Enter haproxy. Haproxy is a layer 4 and 7 (the important bit) load balancer. It’s really easy to install, really easy to set up, and allows you to load balancing or proxy requests based on domain name or url. To install haproxy all that needed to be done was, “yum install haproxy.” I’m sure you can substitute apt-get or your distros package manager of choice just as easily. All of the configuration happens in /etc/haproxy/haproxy.cfg. This file came pre-loaded with global and defaults sections which I kept and frontend and 2 backend sections that I deleted.

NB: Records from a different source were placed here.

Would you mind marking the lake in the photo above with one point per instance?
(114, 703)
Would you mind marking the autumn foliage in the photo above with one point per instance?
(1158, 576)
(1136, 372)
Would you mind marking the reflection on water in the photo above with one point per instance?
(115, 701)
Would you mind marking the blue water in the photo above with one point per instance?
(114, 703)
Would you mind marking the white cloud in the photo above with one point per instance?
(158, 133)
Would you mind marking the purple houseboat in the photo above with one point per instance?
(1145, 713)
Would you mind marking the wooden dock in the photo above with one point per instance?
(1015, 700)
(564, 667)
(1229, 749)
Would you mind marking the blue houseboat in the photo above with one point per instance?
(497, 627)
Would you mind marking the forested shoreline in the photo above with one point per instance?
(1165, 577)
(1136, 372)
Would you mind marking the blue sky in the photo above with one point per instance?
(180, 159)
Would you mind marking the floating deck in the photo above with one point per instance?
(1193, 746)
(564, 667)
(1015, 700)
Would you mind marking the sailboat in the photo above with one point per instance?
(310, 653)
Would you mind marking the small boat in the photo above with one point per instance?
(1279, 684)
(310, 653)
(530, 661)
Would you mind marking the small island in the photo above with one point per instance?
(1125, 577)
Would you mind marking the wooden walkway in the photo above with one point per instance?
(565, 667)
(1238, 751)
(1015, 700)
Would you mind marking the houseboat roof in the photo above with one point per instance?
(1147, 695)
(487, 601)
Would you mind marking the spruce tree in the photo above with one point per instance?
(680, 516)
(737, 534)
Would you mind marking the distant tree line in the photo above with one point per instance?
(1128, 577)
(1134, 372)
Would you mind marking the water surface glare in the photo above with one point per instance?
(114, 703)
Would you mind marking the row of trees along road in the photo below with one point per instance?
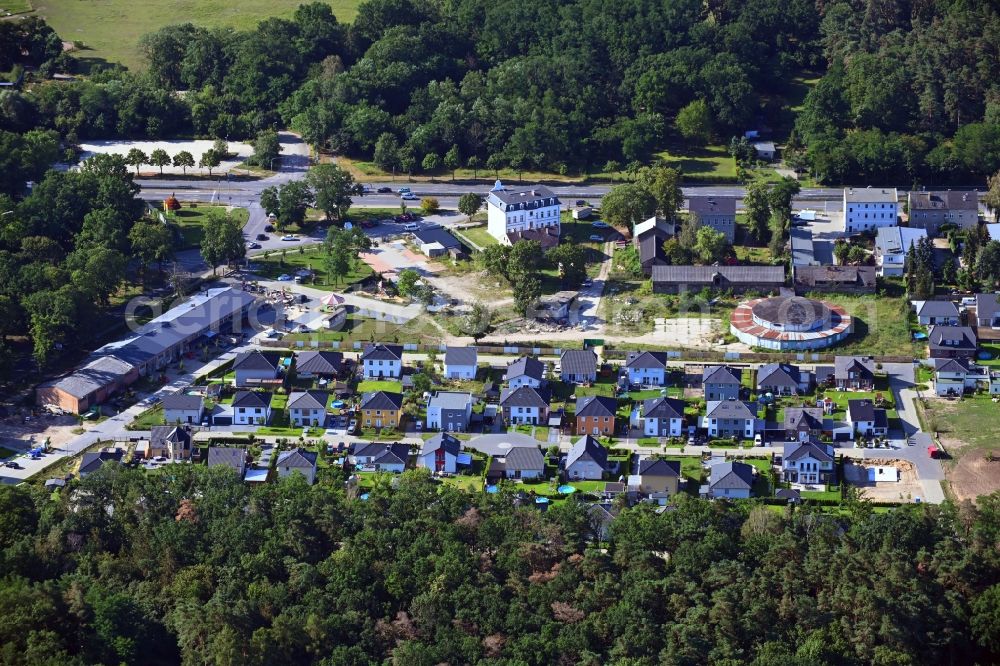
(196, 566)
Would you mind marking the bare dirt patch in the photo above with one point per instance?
(973, 474)
(903, 490)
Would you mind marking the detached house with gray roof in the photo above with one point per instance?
(525, 405)
(783, 379)
(525, 371)
(380, 361)
(662, 417)
(297, 461)
(808, 462)
(730, 418)
(440, 454)
(587, 460)
(251, 408)
(578, 366)
(183, 408)
(256, 368)
(646, 368)
(308, 408)
(450, 411)
(460, 362)
(721, 382)
(730, 480)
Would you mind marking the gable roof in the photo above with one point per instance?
(659, 467)
(298, 457)
(796, 450)
(525, 366)
(721, 374)
(449, 400)
(663, 408)
(952, 337)
(251, 399)
(578, 362)
(182, 401)
(160, 435)
(778, 374)
(384, 454)
(729, 409)
(731, 475)
(712, 205)
(442, 440)
(646, 359)
(461, 356)
(526, 396)
(863, 365)
(382, 400)
(319, 362)
(256, 360)
(587, 449)
(524, 457)
(308, 400)
(937, 309)
(810, 417)
(596, 405)
(380, 352)
(861, 410)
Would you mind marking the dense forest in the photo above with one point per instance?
(909, 91)
(194, 566)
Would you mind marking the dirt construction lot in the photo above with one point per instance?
(903, 490)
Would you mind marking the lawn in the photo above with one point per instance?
(191, 222)
(148, 419)
(379, 385)
(880, 325)
(476, 236)
(702, 163)
(110, 29)
(290, 260)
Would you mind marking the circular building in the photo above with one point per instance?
(789, 323)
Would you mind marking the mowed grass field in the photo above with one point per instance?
(110, 29)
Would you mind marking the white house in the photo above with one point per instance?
(891, 245)
(307, 408)
(378, 361)
(646, 368)
(440, 453)
(870, 208)
(183, 408)
(460, 363)
(662, 417)
(523, 212)
(586, 460)
(251, 408)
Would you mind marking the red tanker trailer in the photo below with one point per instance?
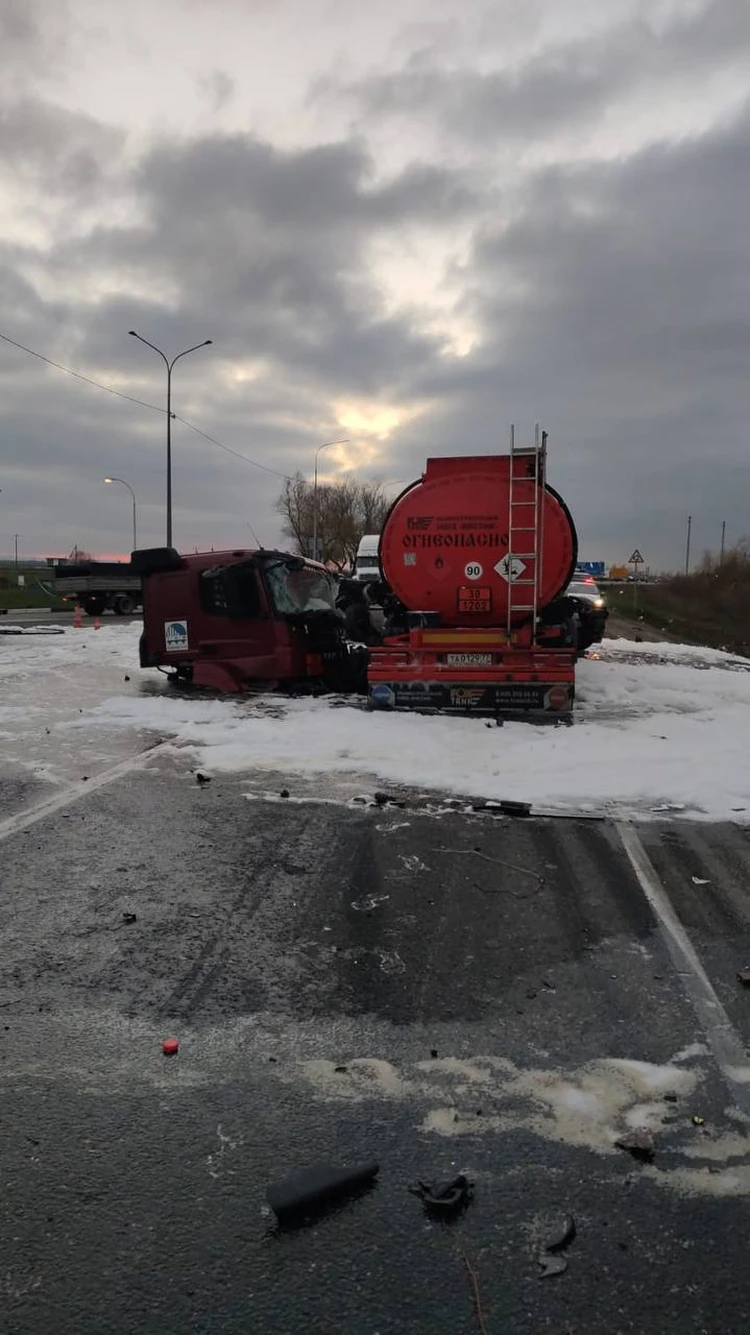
(478, 553)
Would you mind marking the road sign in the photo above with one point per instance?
(510, 568)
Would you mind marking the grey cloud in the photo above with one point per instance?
(615, 306)
(270, 251)
(561, 87)
(218, 88)
(63, 152)
(31, 31)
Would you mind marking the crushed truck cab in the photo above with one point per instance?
(234, 620)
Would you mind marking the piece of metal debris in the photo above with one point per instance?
(445, 1196)
(368, 903)
(639, 1143)
(558, 1239)
(551, 1266)
(312, 1188)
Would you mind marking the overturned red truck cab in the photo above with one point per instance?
(234, 620)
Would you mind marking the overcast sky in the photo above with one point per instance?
(409, 223)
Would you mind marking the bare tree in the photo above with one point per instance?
(346, 511)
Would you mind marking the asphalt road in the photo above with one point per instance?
(438, 992)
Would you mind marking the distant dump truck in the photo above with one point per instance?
(99, 586)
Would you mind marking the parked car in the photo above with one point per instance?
(591, 610)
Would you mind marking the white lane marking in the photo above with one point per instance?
(725, 1043)
(75, 792)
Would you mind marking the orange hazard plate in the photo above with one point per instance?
(470, 598)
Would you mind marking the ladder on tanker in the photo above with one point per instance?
(526, 529)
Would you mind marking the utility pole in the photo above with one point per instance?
(170, 366)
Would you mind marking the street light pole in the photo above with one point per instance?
(324, 446)
(170, 365)
(122, 481)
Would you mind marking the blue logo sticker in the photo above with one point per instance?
(175, 636)
(382, 694)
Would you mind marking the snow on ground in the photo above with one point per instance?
(654, 725)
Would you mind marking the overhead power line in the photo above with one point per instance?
(144, 405)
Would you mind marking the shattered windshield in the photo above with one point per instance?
(299, 592)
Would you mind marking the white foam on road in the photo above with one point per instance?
(654, 725)
(645, 734)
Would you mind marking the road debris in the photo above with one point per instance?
(639, 1143)
(551, 1266)
(445, 1196)
(558, 1239)
(311, 1188)
(474, 1280)
(368, 903)
(495, 861)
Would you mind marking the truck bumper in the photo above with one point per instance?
(525, 681)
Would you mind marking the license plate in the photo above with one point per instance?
(470, 598)
(469, 660)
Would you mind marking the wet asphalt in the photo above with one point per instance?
(439, 993)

The basic setup is that you create a frontend section the corresponds to requests, and backend sections that correspond to servers which handle the requests. For example:

frontend domain
    bind *:80
    acl wiki hdr_beg(host) -i wiki.
    acl dev1 hdr_beg(host) -i dev1.
    use_backend wiki_back if wiki
    use_backend dev1_back if dev1

backend wiki_back
    server wiki1 192.168.0.50

backend dev1_back
    server dev1-1 192.168.0.51

The above says that a request for wiki.domain.com (assuming domain.com was being forwarded to the server we set this up on) will be sent to 192.168.0.50. Specifically it’s saying:

  • frontend domain
    • I have a frontend named domain.
  • bind *:80
    • the front end is listening to requests on any ip on port 80
  • acl wiki hdr_beg(host) -i wiki.
    • I’m listening for a hostname beginning (hdr_beg(host)) with wiki (-i wiki.)
  • use_backend wiki_back if wiki
    • If the request is for wiki then I’m going to use some backend named wiki_back
  • backend wiki_back
    • I have some backend named wiki_back
  • server wiki1 192.168.0.50
    • The backend has a server with ip 192.168.0.50 that’s named wiki1

This isn’t really using a lot of the power of haproxy. For one we could set up load balancing on the backends with a line like, “balance roundrobin”, in a backend block. This is also only looking at the beginning of hostnames. We could set acl that listens for domain.com with, “acl domainDefault hdr_end(host) -i domain.com”. We could set up a acl that listens based on the url such as, “acl logs path_beg /kibana”. And that covers my knowledge of haproxy but haproxy has many more features such as the ability to deal with and change headers.